IN many countries, including the United States, there are calls for the government to spend more to jump-start the economy, and to avoid the temptation to cut back as debts mount.
Germany, however, has decided to cast its lot with fiscal prudence. It has managed rising growth and falling unemployment, while putting together a plan for a nearly balanced budget within six years. On fiscal policy and economic recovery, Americans could learn something from the German example.
Twentieth-century history may help explain German behavior today. After all, the Germans lost two World Wars, experienced the Weimar hyperinflation and saw their country divided and partly ruined by Communism. What an American considers as bad economic times, a German might see as relative prosperity. That perspective helps support a greater concern with long-run fiscal caution, because it is not assumed that a brighter future will pay all the bills.
Even if this pessimism proves wrong more often than not, it is like buying earthquake or fire insurance: sometimes it comes in handy. You can’t judge the policy by asking whether your house catches on fire every single year.
Keynesians have criticized fiscal caution at this point in the economic cycle, arguing that fiscal stimulus will give economies more, not less, protection against adverse events. But is that argument valid?
Certainly, in Germany, the recent history of fiscal stimulus wasn’t entirely positive. After reunification in 1990, the German government borrowed and spent huge amounts of money to finance reconstruction and to bring East German living standards up to West German levels. Millions of new consumers were added to the economy.
These policies did unify the country politically but were not overwhelmingly successful economically. An initial surge was followed by years of disappointing results for output and employment. Germany’s taxes remain high, and overall West German living standards failed to rise at the same rate as those of most other wealthy countries.
Persuading former East Germans to spend more as consumers turned out to be less important than making sure that they had the skills to mesh with the economic expansion of the country. It is no surprise that many Germans are now skeptical about debt-financed government spending or excessive reliance on domestic consumers.
In recent times, Germany has shown signs of regaining a pre-eminent economic position. Policy makers have returned to long-run planning, and during the last decade have liberalized their labor markets, introduced greater wage flexibility and recently passed a constitutional amendment for a nearly balanced budget by 2016, meaning that the structural deficit should not exceed 0.35 percent of gross domestic product.
Amid the sluggish economies of much of Europe, Germany has booming exports and is nearing full capacity utilization. And many of its workers are postponing vacations to produce, and earn, more. The unemployment rate in Germany is 7.5 percent — below that of the United States — and falling.
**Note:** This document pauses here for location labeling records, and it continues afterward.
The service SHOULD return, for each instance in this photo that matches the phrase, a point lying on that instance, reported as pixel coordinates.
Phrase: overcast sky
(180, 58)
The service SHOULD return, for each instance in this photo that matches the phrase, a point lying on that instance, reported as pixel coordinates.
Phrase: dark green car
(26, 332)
Far from embracing this social democratic model, American Keynesians have criticized it for relying too heavily on exports and not enough on spending and debt. Yet it is not just the decline in the euro’s value that supports the German resurgence.
Most of the other euro-zone economies are not having comparable success because they did not make the appropriate investments and reforms. Moreover, the euro is still stronger than its average value since 2001, which suggests that the recent German success is not attributable only to a falling currency.
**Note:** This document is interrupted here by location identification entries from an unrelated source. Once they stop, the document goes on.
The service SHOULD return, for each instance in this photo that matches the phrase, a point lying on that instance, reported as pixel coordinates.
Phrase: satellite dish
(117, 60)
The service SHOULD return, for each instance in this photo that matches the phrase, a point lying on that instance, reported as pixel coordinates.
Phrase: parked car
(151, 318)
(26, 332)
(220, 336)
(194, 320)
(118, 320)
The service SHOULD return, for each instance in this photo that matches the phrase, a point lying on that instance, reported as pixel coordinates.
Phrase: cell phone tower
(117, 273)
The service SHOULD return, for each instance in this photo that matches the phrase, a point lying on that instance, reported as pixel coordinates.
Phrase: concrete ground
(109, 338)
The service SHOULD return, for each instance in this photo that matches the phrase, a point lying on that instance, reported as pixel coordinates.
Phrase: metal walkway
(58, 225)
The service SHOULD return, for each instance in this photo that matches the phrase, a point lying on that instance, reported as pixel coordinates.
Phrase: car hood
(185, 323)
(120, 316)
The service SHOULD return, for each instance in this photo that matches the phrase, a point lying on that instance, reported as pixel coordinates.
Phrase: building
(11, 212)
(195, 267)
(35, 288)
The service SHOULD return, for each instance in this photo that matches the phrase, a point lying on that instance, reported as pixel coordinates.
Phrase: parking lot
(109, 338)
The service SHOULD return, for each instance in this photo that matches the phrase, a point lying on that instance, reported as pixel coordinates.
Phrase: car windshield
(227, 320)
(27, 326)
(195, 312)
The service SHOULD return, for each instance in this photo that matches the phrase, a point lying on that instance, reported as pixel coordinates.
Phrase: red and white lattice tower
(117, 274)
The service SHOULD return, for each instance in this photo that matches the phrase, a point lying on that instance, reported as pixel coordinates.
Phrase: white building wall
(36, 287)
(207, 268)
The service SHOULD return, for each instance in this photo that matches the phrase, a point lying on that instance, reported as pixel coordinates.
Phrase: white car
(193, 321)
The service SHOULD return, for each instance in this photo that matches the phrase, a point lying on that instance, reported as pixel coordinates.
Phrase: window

In any case, the Germans are exporting much quality machinery and engineering (not just glitzy autos), which can help other nations recover. It is an odd state of affairs when the relatively productive nations are asked to change successful policies because of an economic downturn.
The German government is also making credible long-term commitments to reduce its debt. Germany’s ratio of debt to G.D.P. has been hovering in the unhealthy range of more than 70 percent, and the country has one of the lowest birth rates in the developed world, which raises the question of how to pay for future pensions.
Yet many investors consider German bonds a haven, in part because the government has a reputation for addressing fiscal issues promptly and responsibly. It is working to cut government spending, although not in crucial long-term areas of research and education.
Germany is likely to continue having a higher relative level of government spending than the United States. But the German civil service has a stronger hand in writing legislation — a role that limits the sort of waste and short-term thinking that Congress injects into American law. It is also well understood in German political discourse that tax cuts need to be paid for.
THE German economy is far from perfect. In addition to high taxes and a low birth rate, there are potential solvency problems in German banks, and these institutions lack transparency. Furthermore, poorer countries may need a looser monetary policy from the European Central Bank than Germany wishes to support.
Nonetheless, it’s a common German attitude that adding debt, whether private or public, will not solve those problems. In fact, debt can provide the illusion of relief and thus postpone their resolution. Increased spending is a quick fix for what are very often more fundamental difficulties.
The point is not that Americans can or should copy Germany. But are German policy makers so wrong in their long-term orientation? We can lecture, or we can listen. The choice is ours.
Tyler Cowen is a professor of economics at George Mason University.